I'm Emma. I was a member of this comm following my miscarriage in 2004 with another journal name. I just wanted to share something I wrote, I kind of wonder if it's relatable. Maybe I'm not crazy after all, you know? Obviously it might be upsetting but I don't think it needs any specific trigger warnings, please let me know if I'm wrong.
I need to explain this so someone can understand it.
This is the fact that starts it all.
In 2004, I was pregnant.
This is not rare. I couldn’t begin to estimate how many times a day this happens. But it only happened to me that once, and that’s the only one I know about.
I’m relatively sure this all catalysed on my single bed in the corner of a barely decorated room in my First Proper House after finishing uni, and being in a bit of a happy blur having also acquired my First Proper Job and rather more remarkably, my First Proper Boyfriend.
The boyfriend was a surprise. I didn’t think I’d ever be playing for that team, to steal a crude but effective common metaphor. I’d had to unglue myself from the girl I fell ill advisedly in love with at seventeen, who it seems saw me as some kind of sexual comfort blanket. I didn’t expect much more from anyone. And then there was the boy.

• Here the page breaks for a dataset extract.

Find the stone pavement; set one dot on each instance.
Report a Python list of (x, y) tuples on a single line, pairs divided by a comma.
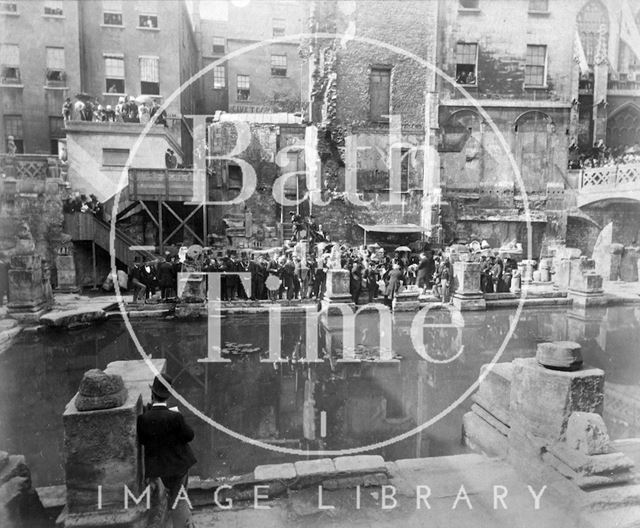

It started out as pure and simple boy+friend, then on my little single bed it wasn’t so simple any more. The Boy. He had blue eyes and a shy smile and an Idlewild setlist on his bedroom wall, and I loved him like fireworks. Like stars. Like Christmas when you’re seven.
And in our summery little haze we darted between his single bed in Newcastle and mine in Nottingham, and we listened to a lot of music and ate a lot of pizza, and then one time, one of many times, the bomb went off and I’m still hearing the reverberations.
Sex is not really a tangible thing. This I had discovered already but would have much cause to reflect on. At the precise moment of doing it, you couldn’t physically be any closer to someone, and you couldn’t wish to be, but afterwards there’s very little proof that ever happened. I remember someone telling me once that when they lost their virginity they walked around for a while wondering if anyone could tell. If there was anything in their face that might indicate this seismic, fundamental change to who she was.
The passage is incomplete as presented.